La arquitectura griega, tiene mucho que ver con la cultura y pensamiento de la Antigua Grecia. Algunos aspectos destacables de la misma son su antropocentrismo y cierta capacidad de abstracción matemática que se manifiesta en sus formas y proporciones.



La arquitectura griega se aleja de las expresiones del poder absoluto o el culto a la vida eterna que se manifestaron en el Antiguo Egipto, para buscar una arquitectura a la medida del hombre, integrada en el entorno natural y partícipe de conceptos matemáticos como la simetría y la proporción entre las diversas partes que den lugar a lo que los griegos llamaron armonía. No se trataba de deslumbrar al mundo sino, más bien, de mantener un diálogo abierto con la racionalidad humana.

Así un templo griego se compone de números, ritmos y medidas, que a partir de una medida inicial o módulo configuran todas las partes el edificio. El módulo suele ser el diámetro de la columna en su parte más ancha o éntasis, y a partir de aquí se configuran los distintos elementos del edificio que en su conjunto no son más que una serie de relaciones numéricas. El templo griego es sin duda, el edificio por excelencia de la arquitectura griega.

Otro de los aspectos más destacados de la arquitectura griega fue el empleo de los diversos órdenes, en un principio, los griegos conformaron dos órdenes, el dórico y el jónico, que si en un principio trataban de utilizar distintas relaciones numéricas, con el tiempo dieron lugar a la configuración de un carácter propio, másculino y robusto el dórico, mientras el jónico se expresaba como algo más ligero, elegante y femenino.

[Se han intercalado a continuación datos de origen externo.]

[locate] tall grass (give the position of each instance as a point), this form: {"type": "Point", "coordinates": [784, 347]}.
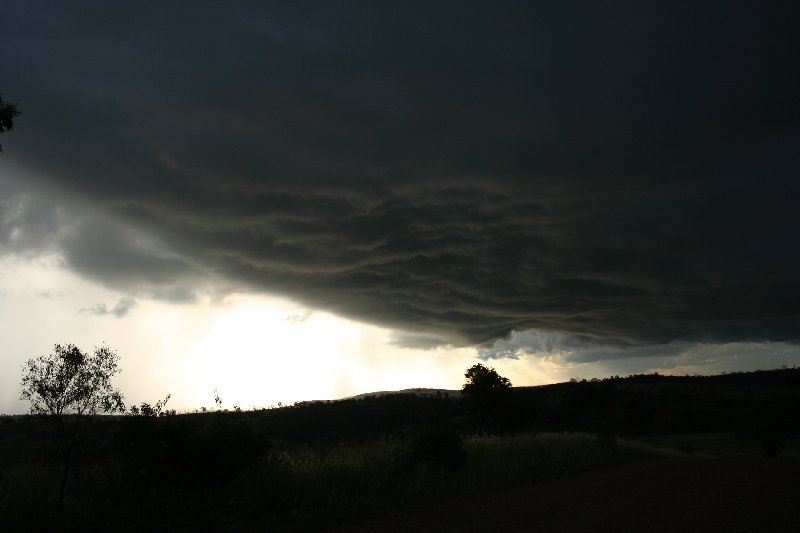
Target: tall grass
{"type": "Point", "coordinates": [292, 487]}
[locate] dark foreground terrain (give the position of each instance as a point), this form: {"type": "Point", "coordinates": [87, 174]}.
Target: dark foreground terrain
{"type": "Point", "coordinates": [684, 494]}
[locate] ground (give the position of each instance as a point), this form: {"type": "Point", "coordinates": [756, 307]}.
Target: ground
{"type": "Point", "coordinates": [656, 495]}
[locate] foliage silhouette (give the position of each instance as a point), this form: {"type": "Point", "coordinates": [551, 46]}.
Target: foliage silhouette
{"type": "Point", "coordinates": [8, 112]}
{"type": "Point", "coordinates": [152, 410]}
{"type": "Point", "coordinates": [487, 394]}
{"type": "Point", "coordinates": [66, 387]}
{"type": "Point", "coordinates": [437, 445]}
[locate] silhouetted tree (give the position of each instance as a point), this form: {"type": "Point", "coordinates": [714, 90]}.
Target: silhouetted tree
{"type": "Point", "coordinates": [67, 386]}
{"type": "Point", "coordinates": [7, 113]}
{"type": "Point", "coordinates": [486, 392]}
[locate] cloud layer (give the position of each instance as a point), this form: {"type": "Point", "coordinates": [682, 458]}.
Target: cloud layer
{"type": "Point", "coordinates": [622, 177]}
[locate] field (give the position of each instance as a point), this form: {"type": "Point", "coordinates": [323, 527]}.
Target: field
{"type": "Point", "coordinates": [353, 463]}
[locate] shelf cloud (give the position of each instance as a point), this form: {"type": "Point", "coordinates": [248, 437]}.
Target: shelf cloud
{"type": "Point", "coordinates": [624, 177]}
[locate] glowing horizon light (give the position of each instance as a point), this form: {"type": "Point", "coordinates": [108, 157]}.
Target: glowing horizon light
{"type": "Point", "coordinates": [260, 351]}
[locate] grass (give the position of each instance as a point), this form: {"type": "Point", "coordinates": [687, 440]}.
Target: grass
{"type": "Point", "coordinates": [286, 486]}
{"type": "Point", "coordinates": [292, 487]}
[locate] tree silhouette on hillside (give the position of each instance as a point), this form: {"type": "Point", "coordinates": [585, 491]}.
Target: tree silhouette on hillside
{"type": "Point", "coordinates": [486, 393]}
{"type": "Point", "coordinates": [8, 112]}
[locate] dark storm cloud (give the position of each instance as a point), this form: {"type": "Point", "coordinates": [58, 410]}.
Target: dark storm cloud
{"type": "Point", "coordinates": [623, 175]}
{"type": "Point", "coordinates": [120, 309]}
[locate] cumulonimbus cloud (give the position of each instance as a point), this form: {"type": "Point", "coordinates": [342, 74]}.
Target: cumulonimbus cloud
{"type": "Point", "coordinates": [626, 179]}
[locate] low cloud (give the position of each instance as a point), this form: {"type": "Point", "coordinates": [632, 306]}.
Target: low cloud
{"type": "Point", "coordinates": [462, 178]}
{"type": "Point", "coordinates": [124, 306]}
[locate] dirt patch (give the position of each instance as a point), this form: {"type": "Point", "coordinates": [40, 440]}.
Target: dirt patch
{"type": "Point", "coordinates": [731, 495]}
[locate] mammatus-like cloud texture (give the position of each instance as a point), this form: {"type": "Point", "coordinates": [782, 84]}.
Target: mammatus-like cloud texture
{"type": "Point", "coordinates": [621, 176]}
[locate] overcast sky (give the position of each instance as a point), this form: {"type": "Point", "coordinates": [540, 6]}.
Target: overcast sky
{"type": "Point", "coordinates": [557, 187]}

El orden dórico: se caracteriza por el empleo de una columna sin basa, y un fuste tallado con acanaladuras que terminan en arista viva. El capitel se compone de equino, ábaco y sobre éste apoya el arquitrabe y un friso decorado con triglifos y metopas. Sobre esta última parte una cornisa y un frontón triangular, normalmente decorado con esculturas sobre el que se asentarían las vigas para conformar un tejado a dos aguas.

El orden jónico: se caracteriza por el empleo de una columna con basa, y un fuste tallado con acanaladuras en terminan en arista roma. El capital se configura con unas volutas, el arquitrabe se compone de tres bandas y el friso suele tener una decoración escultórica corrida. Sobre la cornisa, al igual que en el dórico encontramos un frontón triangular que alberga decoración escultórica.

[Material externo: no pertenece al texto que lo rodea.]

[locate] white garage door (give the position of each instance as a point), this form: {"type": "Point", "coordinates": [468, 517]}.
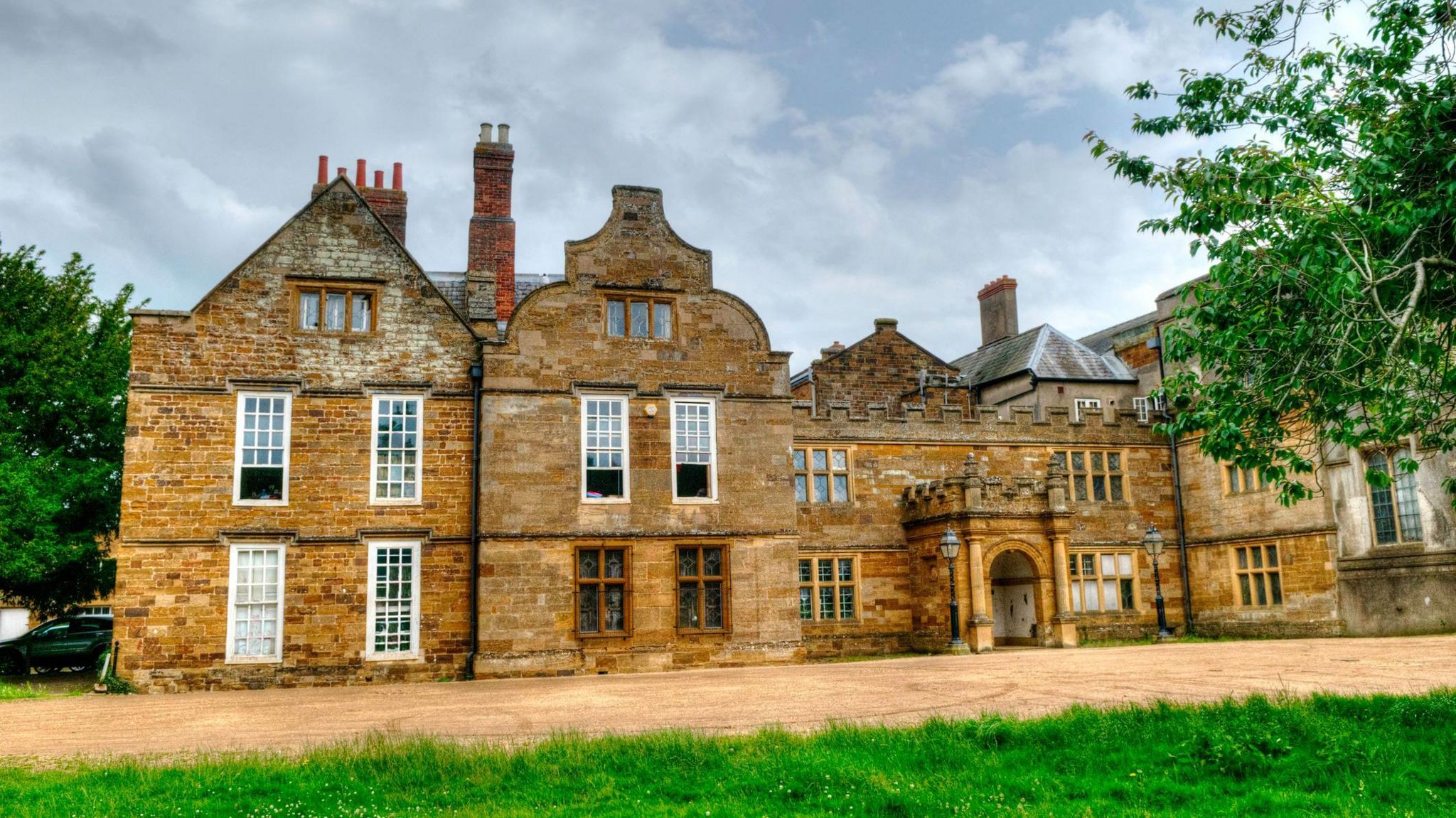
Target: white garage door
{"type": "Point", "coordinates": [14, 622]}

En la etapa helenística se desarrolló el orden corintio que básicamente consiste en un jónico con un capitel decorado con hojas de acanto y volutas.

De aquí deducimos que la columna fue el elemento fundamental de la arquitectura griega, y en torno a ella se configura todo el edificio. Tanto es así que las diferentes clasificaciones de los templos griegos hacen alusión al orden de las columnas, a su número y a su disposición. Así tenemos templos de orden dórico, jónico y corintio, por el número de columnas en las fachada podemos clasificarlos dístilos, tetrastilos, hexastilos, octástilos, decástilos, etc... y por su disposición podemos clasificarlos como in antis, perípteros (las columnas rodean todo el edificio), pseudoperípteros (las columnas laterales están adosadas a los muros) o dípteros (doble columnata rodeando el edificio), próstilo (sólo en la fachada), anfipróstilo (en la fachada anterior y posterior) o in antis (con columnas entre los muros laterales), además encontramos otras tipologías como el tholos o templo circular. También destacan otras tipologías de edificios como los teatros.




A continuación os dejamos una serie de comenetarios sobre las principales obras de la arquitectura griega.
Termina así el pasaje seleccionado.